Christina Marriott, Chief Executive of RSPH responded to the announcement:

“If these reports are correct we are left with more questions than answers. We question the timing of an announcement to scrap our national public health agency in the midst of a global pandemic and before any public inquiry any has started, let alone reported. We recognise that there have been some serious challenges in terms of our response to Covid-19, including the timing of the lockdown, the ongoing ineffectiveness of Tier 2 Track and Trace and postcode-level data previously not being available to DPHs. Multiple lessons need to be learnt before solutions can be in place in advance of the winter. To do otherwise risks avoidable mistakes in subsequent waves of the pandemic which will only harm the public’s health further. 

Any successor organisations will stand or fall depending on whether a series of critical issues are addressed. 

Firstly, government must reverse its sidelining of public health. This happened under austerity, when NHS budgets were protected to some degree, but public health budgets were slashed. It happened at the beginning of the pandemic when the public health approaches, which had been so successful in other countries were ignored.

Secondly, public health cannot be defined as a narrow health protection agenda. Covid-19 has shown that tackling non-communicable diseases such as obesity and diabetes,  including their health inequalities, is vital if England’s population is to be resilient to pandemics. It may be appropriate for the functions to sit in different agencies – but clear accountability for outcomes in health improvement, health inequalities and health protection must be established.

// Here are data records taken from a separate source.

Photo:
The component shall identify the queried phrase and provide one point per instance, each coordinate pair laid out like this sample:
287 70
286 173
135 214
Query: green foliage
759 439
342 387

With that accountability must come sufficient funding. The 25% real term cut in its funding since 2015 must be reversed. Public health needs a medium term settlement: the annual uncertainty of budgets must be removed.

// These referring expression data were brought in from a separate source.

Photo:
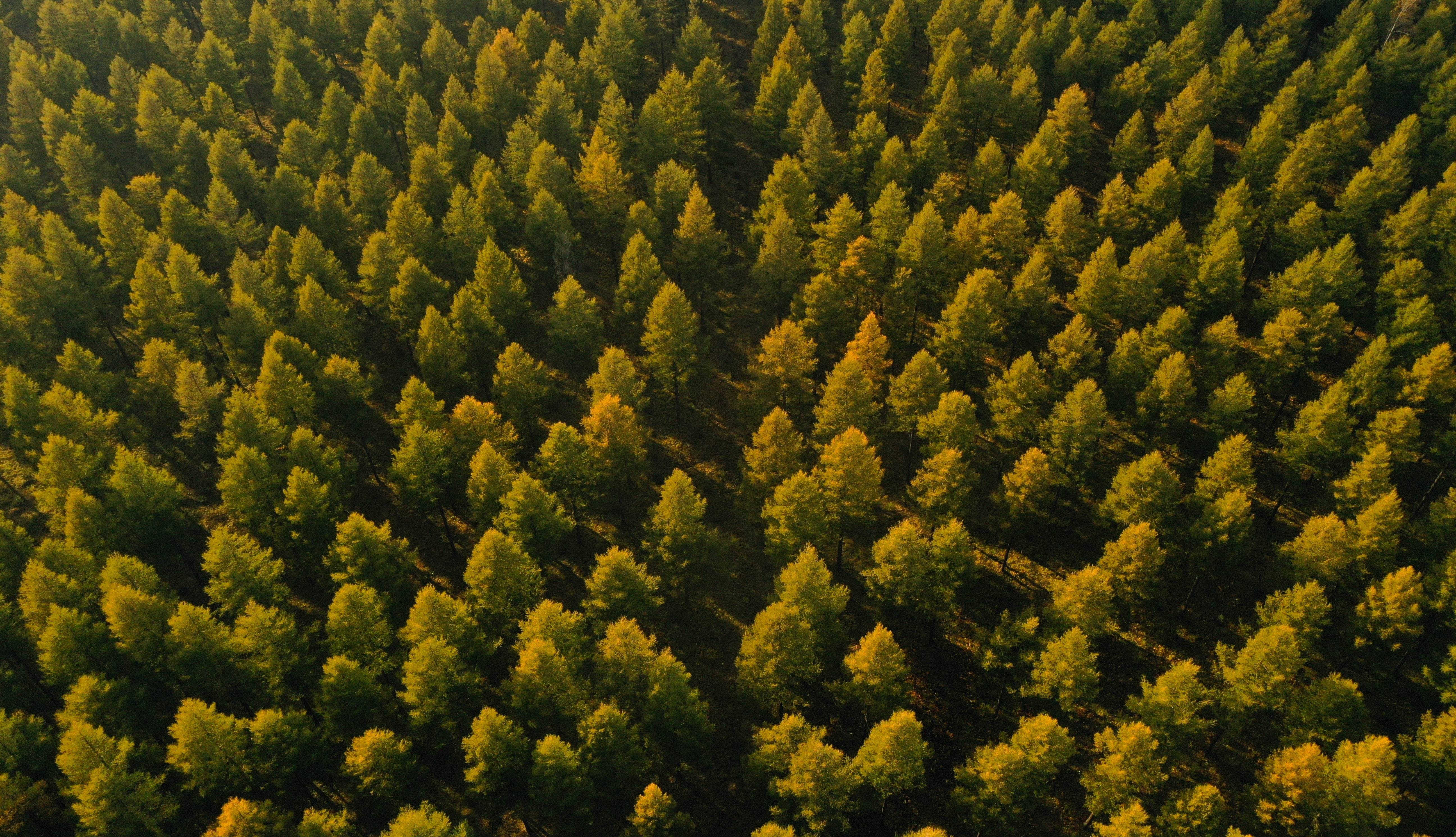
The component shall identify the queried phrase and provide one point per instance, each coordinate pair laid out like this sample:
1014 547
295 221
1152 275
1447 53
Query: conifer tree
670 340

There must be clarity in the relationship between national organisations and local leaders, including Directors of Public Health, particularly if they will assume greater responsibilities. And there must be clarity in the relationship with government – with sufficient independence for any new bodies to speak out but the Secretary of State’s current accountability for public health, and its agency, retained.”

RSPH has recently conducted a survey of its membership about the response to Covid-19. Among the findings is a pandemic performance score which suggests that Public Health England are viewed quite favourably by those in the Public Health community.